M. Nasorri Pavone

THAT MY BODY WAS LUSH

I seduced my undoing
and trucked the fast lane out.
Giddy from motion, I never
felt that the axe had taken.

That my body was lush
mattered.

I was chosen, attended to, adored.
Foreigners intruded
with their pale, trivial limbs.
There was much—of this—touching.
Tinsel.  Tangos.

*

I am not a depressed sofa
or a mattress, or a wine bottle
drained of its worth.

This could be camping…

Yes, it’s hard to breathe lying down,
but I linger for who knows who
to set me upright, throw me
over a solid shoulder and truck us back

to the beginning.  I could be green
again.  My maiden ring still
lies within.

I do ache for my extremities.


Bio: M. Nasorri Pavone is a graduate of the University of California at Los Angeles and lives in Venice, California.

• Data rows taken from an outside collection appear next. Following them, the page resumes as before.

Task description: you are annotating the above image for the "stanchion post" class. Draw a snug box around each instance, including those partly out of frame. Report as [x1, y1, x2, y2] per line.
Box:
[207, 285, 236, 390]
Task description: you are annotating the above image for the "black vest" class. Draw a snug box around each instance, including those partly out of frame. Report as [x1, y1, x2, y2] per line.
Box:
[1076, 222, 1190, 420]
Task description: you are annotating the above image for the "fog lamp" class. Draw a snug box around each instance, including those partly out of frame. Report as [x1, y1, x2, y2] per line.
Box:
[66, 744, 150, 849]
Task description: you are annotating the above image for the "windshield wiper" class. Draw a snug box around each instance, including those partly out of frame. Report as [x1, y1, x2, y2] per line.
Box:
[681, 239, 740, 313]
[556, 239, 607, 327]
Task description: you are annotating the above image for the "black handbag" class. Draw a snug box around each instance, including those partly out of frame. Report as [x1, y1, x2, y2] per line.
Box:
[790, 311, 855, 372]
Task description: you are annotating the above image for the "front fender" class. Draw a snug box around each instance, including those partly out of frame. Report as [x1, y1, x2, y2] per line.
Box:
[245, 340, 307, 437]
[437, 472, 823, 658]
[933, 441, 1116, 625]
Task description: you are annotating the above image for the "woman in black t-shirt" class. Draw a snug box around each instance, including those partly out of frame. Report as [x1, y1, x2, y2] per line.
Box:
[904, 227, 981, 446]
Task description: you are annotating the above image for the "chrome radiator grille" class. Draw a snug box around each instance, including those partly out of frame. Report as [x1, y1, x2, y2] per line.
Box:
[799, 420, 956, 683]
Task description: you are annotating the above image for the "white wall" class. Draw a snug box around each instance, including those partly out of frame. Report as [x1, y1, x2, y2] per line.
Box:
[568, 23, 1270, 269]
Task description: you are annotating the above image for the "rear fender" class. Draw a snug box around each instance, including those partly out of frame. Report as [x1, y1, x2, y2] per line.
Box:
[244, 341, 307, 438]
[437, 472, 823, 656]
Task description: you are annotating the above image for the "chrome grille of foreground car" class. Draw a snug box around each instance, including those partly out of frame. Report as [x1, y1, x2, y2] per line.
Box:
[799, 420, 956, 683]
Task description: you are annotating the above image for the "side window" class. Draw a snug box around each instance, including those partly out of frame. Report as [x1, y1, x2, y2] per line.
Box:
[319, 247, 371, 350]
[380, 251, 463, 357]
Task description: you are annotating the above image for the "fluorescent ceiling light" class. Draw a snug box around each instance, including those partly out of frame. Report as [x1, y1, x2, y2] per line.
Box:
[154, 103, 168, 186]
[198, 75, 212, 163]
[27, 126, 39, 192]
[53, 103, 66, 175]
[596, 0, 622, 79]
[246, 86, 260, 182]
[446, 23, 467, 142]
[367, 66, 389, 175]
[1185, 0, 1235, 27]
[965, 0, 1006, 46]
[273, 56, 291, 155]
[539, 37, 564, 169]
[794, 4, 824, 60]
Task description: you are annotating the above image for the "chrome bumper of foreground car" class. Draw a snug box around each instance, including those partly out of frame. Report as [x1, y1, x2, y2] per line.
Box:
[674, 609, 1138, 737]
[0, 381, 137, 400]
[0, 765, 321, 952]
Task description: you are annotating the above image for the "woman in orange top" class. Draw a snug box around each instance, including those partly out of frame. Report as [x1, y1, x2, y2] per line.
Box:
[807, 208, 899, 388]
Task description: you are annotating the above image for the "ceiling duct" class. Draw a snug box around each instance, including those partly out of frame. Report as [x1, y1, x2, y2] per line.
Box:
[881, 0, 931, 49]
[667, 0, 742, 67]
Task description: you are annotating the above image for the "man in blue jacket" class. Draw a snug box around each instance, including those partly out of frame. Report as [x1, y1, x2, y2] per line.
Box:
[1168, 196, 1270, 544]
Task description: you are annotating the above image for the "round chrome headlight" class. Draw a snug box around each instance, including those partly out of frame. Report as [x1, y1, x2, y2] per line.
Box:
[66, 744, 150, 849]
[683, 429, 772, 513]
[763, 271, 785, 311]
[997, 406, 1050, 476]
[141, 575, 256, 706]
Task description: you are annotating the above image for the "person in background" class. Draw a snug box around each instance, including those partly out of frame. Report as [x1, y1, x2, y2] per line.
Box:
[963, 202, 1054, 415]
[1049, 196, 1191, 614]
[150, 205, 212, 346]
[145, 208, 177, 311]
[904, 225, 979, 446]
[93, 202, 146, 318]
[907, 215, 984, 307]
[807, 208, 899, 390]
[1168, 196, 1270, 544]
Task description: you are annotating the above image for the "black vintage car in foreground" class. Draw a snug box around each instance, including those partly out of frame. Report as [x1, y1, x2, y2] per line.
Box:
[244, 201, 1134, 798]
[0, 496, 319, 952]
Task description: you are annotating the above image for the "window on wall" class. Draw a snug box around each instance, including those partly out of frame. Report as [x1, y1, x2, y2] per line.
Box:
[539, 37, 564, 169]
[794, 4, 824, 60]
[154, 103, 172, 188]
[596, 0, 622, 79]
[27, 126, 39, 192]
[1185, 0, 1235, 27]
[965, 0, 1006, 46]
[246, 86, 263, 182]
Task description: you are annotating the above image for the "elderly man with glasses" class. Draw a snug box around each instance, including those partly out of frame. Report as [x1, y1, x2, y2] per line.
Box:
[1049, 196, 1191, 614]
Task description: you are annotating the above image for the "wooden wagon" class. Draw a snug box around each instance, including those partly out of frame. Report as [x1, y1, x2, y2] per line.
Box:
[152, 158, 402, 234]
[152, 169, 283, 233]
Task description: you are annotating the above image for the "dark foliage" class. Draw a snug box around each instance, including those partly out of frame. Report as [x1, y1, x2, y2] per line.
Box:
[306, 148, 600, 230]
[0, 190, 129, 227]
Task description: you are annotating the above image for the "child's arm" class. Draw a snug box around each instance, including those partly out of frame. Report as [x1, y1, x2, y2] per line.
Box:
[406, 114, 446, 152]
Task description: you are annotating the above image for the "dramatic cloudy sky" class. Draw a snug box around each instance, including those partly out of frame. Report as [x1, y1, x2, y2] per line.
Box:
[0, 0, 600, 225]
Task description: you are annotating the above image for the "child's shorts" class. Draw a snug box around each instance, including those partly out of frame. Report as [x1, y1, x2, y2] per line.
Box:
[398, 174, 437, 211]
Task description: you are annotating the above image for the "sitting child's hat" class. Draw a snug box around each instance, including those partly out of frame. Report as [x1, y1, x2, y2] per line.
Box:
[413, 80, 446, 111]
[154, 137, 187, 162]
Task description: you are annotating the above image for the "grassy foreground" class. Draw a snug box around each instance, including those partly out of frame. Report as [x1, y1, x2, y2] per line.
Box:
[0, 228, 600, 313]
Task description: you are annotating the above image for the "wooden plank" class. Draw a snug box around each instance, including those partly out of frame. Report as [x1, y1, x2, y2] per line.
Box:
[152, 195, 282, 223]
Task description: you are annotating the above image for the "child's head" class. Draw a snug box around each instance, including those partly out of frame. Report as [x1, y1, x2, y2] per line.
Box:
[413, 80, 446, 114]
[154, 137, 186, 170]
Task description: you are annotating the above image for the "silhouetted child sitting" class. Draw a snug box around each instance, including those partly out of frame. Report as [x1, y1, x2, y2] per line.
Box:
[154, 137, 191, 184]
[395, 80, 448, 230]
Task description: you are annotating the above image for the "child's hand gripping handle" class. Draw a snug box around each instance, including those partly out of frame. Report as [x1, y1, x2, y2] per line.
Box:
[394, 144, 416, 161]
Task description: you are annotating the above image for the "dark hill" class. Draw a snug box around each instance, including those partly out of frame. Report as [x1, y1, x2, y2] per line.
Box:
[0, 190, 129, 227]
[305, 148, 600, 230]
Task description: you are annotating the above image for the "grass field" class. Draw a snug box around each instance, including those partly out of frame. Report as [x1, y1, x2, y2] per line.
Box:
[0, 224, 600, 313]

Her poetry has appeared in The Cortland Review, River Styx, New Letters, Harpur Palate, The Midwest Quarterly, DMQ Review, La Fovea, Slant, Roanoke Review, and elsewhere. In 2015 she received a Pushcart Prize nomination from Pirene’s Fountain. Her first manuscript made it to semifinals for the Blue Lynx Prize competition and was a finalist for the White Pine Press Poetry Prize. Her work also appears in a recent anthology: Beyond the Lyric Moment (Tebot Bach, 2014).